Big picture leads small-town judge to Supreme Court
Seventh District Court of Appeals Judge Carol Ann Robb’s recent duty as a visiting judge for the Supreme Court of Ohio is a reminder of how one person, from rural Ohio, can make an impact.
“The opportunity is humbling,” said Judge Robb, speaking of the precedent-setting nature of the work. “It’s a different type of responsibility and weight upon you because everything that you do and every word that you say is going to be heavily weighted in the future.”
Judge Robb – a lifelong Columbiana County resident – is from New Waterford, a village with a population of just 1,194. That didn’t stop her from becoming the first person from Columbiana County to join the Seventh District bench in nearly 100 years. Since 2015, she has heard cases from the district’s eight counties in eastern Ohio.

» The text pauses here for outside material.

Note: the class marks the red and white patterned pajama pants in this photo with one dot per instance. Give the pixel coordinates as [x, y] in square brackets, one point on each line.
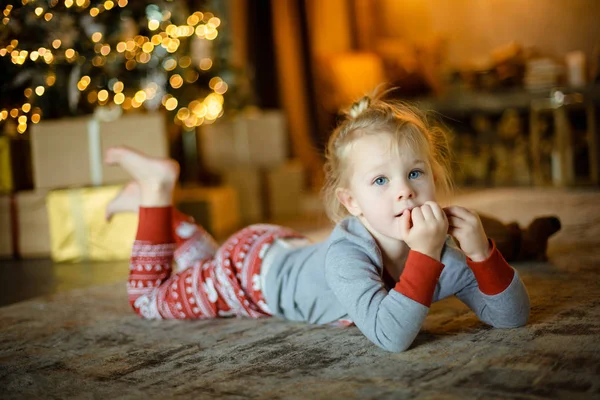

“That accomplishment was very meaningful to me in addition to being part of the appellate court’s first female majority,” Judge Robb said.
The judge’s ideals regarding judicial reform have been a commitment since serving as a municipal judge for 10 years in her home county. Judge Robb developed the state’s first mental health specialized docket certified by the Supreme Court, which became a model for other courts in Ohio. She also created programs to address defendants’ personal struggles underlying their offenses. Those efforts included focusing on economic issues to aid those in poverty and developing community partnerships to provide services and training for job placement. An example of removing financial barriers in providing access to justice is when Judge Robb extended the sanction of electronically monitored house arrest to low-income defendants who can’t afford to hire an attorney.
“Just because you have limited means does not mean you should not have the same rights and options in the legal process as those with more resources,” said Judge Robb about the measure that saved taxpayer dollars by fulfilling a punishment without the need of incarceration.
Improving the justice system to benefit citizens locally and across Ohio is something Judge Robb has done for years on behalf of the Supreme Court. Aside from handling cases as a visiting judge, she’s been a member of multiple commissions and volunteer groups to further court rules and practices.
As part of her most-recent involvement with the Court, Judge Robb heard an oral argument for the case of State v. Messenger in place of Justice Jennifer Brunner, who recused herself. When there is a justice recusal, the Ohio Constitution states the chief justice selects a state appellate court judge to sit temporarily on the Supreme Court.
Judge Robb embraces the opportunity to discuss the issues with the presenting attorneys and fellow jurists. The debates allow her to better understand who people are, how they think, and what can happen when people from different places – big or small – work as public servants on behalf of Ohioans.
“I encourage dialog. It challenges me and tests my position,” Judge Robb said. “How can we grow and better understand other opinions without an open and honest discussion?”